Spatial Attention-based Distribution Integration Network for Human Pose Estimation

In recent years, human pose estimation has made significant progress through the implementation of deep learning techniques. However, these techniques still face limitations when confronted with challenging scenarios, including occlusion, diverse appearances, variations in illumination, and overlap. To cope with such drawbacks, we present the Spatial Attention-based Distribution Integration Network (SADI-NET) to improve the accuracy of localization in such situations. Our network consists of three efficient models: the receptive fortified module (RFM), spatial fusion module (SFM), and distribution learning module (DLM).

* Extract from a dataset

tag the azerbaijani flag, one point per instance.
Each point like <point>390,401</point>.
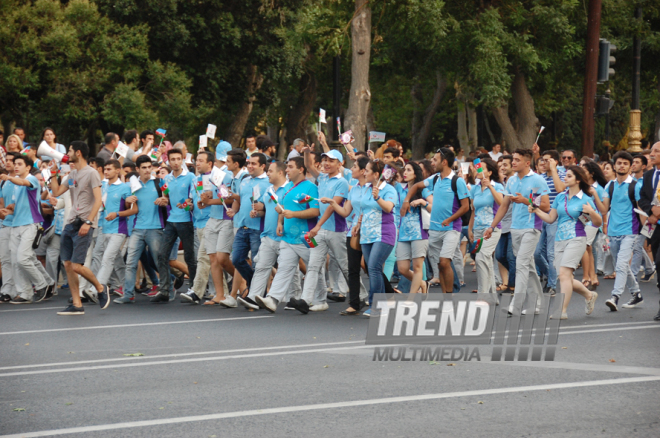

Building upon the classic HourglassNet architecture, we replace the basic block with our proposed RFM. The RFM incorporates a dilated residual block and attention mechanism to expand receptive fields while enhancing sensitivity to spatial information. In addition, the SFM incorporates multi-scale characteristics by employing both global and local attention mechanisms. Furthermore, the DLM, inspired by residual log-likelihood estimation (RLE), reconfigures a predicted heatmap using a trainable distribution weight. For the purpose of determining the efficacy of our model, we conducted extensive experiments on the MPII and LSP benchmarks. Particularly, our model obtained a remarkable $92.10\%$ percent accuracy on the MPII test dataset, demonstrating significant improvements over existing models and establishing state-of-the-art performance.